Reputation: 551
I'm generating coordinates of a bi-cone model in spherical coordinates. I'm using a series of nested for loops, as show here:
theta_in = 30.0 * np.pi/180.0
theta_out = 60.0 * np.pi/180.0
phi = 2*np.pi # rotation
R = 1.0
sampling = 100
theta = np.linspace(theta_in,theta_out,sampling)

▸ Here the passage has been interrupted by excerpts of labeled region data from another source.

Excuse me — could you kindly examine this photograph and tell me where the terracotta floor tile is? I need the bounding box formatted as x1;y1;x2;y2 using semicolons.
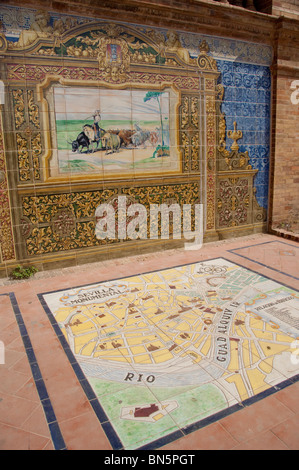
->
161;423;237;451
233;431;290;450
0;393;39;427
0;234;299;451
272;414;299;450
221;396;294;442
275;382;299;415
0;423;50;450
60;411;112;450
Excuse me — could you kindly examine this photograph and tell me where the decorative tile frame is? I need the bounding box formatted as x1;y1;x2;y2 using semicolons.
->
0;12;266;266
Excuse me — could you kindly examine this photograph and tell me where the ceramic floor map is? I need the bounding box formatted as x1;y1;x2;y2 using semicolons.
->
43;258;299;449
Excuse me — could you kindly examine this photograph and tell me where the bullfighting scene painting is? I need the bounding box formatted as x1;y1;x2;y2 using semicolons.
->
53;86;179;175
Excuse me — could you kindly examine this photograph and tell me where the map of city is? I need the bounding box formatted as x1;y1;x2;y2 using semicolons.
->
43;258;299;449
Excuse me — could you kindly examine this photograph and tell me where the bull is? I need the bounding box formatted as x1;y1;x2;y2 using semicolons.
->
69;132;89;153
83;124;105;152
102;132;120;155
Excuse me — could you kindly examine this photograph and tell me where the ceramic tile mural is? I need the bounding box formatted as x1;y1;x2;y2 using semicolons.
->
40;258;299;449
53;87;180;174
0;5;272;261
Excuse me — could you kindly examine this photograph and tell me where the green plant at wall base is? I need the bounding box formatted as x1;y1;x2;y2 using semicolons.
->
9;265;38;280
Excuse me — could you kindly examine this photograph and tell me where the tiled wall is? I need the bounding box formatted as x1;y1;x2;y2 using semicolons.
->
0;5;272;272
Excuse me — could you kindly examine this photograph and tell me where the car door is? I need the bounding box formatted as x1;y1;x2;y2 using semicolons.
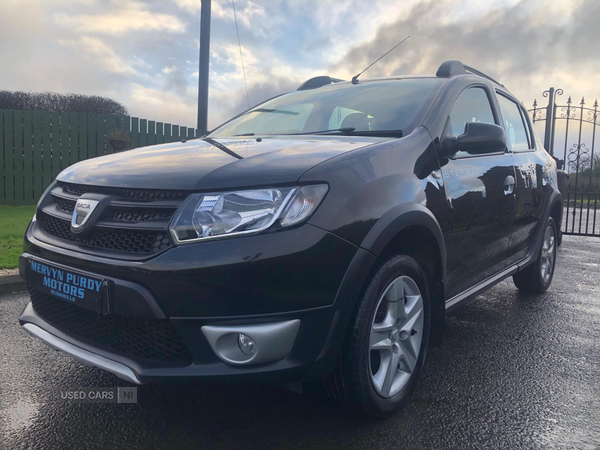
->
440;85;515;298
497;91;547;263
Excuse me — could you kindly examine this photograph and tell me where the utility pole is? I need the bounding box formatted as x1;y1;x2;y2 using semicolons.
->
198;0;211;135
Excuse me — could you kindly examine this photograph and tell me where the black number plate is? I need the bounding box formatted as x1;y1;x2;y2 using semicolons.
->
28;259;104;313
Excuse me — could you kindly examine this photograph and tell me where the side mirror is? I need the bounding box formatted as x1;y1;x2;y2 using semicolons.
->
442;122;506;155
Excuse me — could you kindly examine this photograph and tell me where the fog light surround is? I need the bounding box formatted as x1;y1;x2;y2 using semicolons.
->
201;319;300;365
238;333;256;356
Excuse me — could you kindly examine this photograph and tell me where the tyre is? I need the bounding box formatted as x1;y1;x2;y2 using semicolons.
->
513;217;558;294
325;255;431;417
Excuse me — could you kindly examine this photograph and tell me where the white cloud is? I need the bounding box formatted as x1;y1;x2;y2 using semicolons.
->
52;1;186;35
126;83;197;127
175;0;266;38
58;36;138;75
162;66;177;75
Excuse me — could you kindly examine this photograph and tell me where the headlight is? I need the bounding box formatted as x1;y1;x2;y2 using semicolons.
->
170;184;328;244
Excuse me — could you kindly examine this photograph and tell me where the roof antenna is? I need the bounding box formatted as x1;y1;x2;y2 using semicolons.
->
352;36;410;84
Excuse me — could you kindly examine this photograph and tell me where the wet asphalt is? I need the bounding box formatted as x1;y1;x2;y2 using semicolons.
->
0;237;600;449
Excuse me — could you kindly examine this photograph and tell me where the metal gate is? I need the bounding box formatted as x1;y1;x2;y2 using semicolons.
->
529;88;600;237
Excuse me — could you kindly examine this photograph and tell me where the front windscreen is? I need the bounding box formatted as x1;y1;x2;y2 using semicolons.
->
210;78;443;137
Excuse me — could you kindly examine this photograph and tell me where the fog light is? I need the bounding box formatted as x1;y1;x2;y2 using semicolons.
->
238;333;256;356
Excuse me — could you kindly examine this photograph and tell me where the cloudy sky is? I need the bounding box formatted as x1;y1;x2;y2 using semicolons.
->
0;0;600;127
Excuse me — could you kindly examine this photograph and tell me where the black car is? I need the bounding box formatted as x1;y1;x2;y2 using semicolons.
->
20;61;562;416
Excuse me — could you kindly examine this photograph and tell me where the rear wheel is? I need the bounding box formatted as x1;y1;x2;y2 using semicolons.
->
326;256;430;417
513;217;558;293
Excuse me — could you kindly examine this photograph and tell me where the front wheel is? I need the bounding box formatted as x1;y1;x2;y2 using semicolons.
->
326;255;431;417
513;217;558;294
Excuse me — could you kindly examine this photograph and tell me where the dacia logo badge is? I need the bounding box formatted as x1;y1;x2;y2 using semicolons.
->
71;198;100;233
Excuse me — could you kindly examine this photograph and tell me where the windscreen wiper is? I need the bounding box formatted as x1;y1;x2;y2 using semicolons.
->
286;127;403;138
282;127;356;136
351;130;403;138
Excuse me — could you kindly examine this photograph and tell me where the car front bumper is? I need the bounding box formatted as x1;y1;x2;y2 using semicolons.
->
20;221;374;383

phi = np.linspace(0,phi,sampling)
r = np.linspace(-R,R,sampling)
x = []
y = []
z = []
for ri in r:
for pi in phi:
for ti in theta:
xi = ri*np.cos(pi)*np.sin(ti)
yi = ri*np.sin(pi)*np.sin(ti)
zi = ri*np.cos(ti)
x.append(xi)
y.append(yi)
z.append(zi)
This generates the following desired output:
The use of these nested for loops to generate coordinate lists is not very efficient. My question is: what would be the most efficient way to do this while possibly avoiding the use of nested for loops?
Upvotes: 2
Views: 87
Reputation: 16
theta_in = 30.0 * np.pi/180.0
theta_out = 60.0 * np.pi/180.0
phi = 2*np.pi # rotation
R = 1.0
sampling = 100
theta = np.linspace(theta_in,theta_out,sampling)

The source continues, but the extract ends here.